Greek crisis is about solidarity not just economics, churches say

By staff writers
20 Nov 2012

The situation in Greece is more than an economic crisis for one country alone, an ecumenical Christian delegation from Europe and Africa has been told.

The exchange came at a meeting with government and church leaders in Athens, the Greek capital, on Monday 20 November 2012.

The severe challenges facing Greece are only one part of a larger dilemma within Europe and the rest of the world, the gathering agreed. This reflects not only a potential economic catastrophe but an emerging moral and spiritual degradation reaching into the heart of the European Union and the current economic system.

Greece has a severe problem, Constantinos Tsiaras, the Greek deputy foreign minister, told the delegation, which included the General Secretaries of the World Council of Churches (WCC) and Conference of European Churches (CEC) and eight other church leaders.

While Greece may be at the centre of this problem, Tsiaras said, "Greece is not the whole problem."

He added that "Greece is trying hard during this period to avoid a situation that could be worse than what we have now."

"We are not going to leave the economy to collapse," he said. But, "the European Union has to show solidarity as a value of its existence."

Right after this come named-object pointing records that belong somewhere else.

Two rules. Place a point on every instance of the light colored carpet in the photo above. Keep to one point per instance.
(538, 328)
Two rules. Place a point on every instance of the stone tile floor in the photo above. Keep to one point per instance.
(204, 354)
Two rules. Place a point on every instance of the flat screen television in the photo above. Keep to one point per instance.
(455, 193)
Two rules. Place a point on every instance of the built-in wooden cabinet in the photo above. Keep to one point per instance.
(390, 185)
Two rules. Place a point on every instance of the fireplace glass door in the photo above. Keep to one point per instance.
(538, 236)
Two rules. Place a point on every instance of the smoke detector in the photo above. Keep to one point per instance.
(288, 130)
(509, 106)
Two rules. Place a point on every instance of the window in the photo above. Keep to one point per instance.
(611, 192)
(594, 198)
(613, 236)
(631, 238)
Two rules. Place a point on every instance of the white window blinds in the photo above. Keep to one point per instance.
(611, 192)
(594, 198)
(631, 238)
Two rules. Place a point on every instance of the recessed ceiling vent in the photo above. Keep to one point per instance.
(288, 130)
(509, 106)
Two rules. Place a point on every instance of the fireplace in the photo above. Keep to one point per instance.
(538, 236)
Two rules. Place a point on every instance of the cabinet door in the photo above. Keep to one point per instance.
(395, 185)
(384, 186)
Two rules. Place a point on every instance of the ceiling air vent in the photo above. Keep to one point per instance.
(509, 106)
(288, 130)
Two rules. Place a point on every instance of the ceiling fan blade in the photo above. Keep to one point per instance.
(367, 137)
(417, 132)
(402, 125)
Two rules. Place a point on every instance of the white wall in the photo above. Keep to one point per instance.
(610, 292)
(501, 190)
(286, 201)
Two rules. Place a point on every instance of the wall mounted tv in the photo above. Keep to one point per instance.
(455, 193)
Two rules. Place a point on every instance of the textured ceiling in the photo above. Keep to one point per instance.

Tsiaras' comments came at the opening of the two-day solidarity visit led by the WCC General Secretary, the Rev Dr Olav Fykse Tveit and the CEC General Secretary, the Rev Dr Guy Liagre.

The visit also included an audience with Archbishop Ieronymos II of Athens and All Greece.

The archbishop pointed to a wider crisis and specifically spoke of a growing bitterness as Greeks are not only suffering from the reality of economic turmoil but there is now a negative characterisation of them in the media. "This cannot help things," he said.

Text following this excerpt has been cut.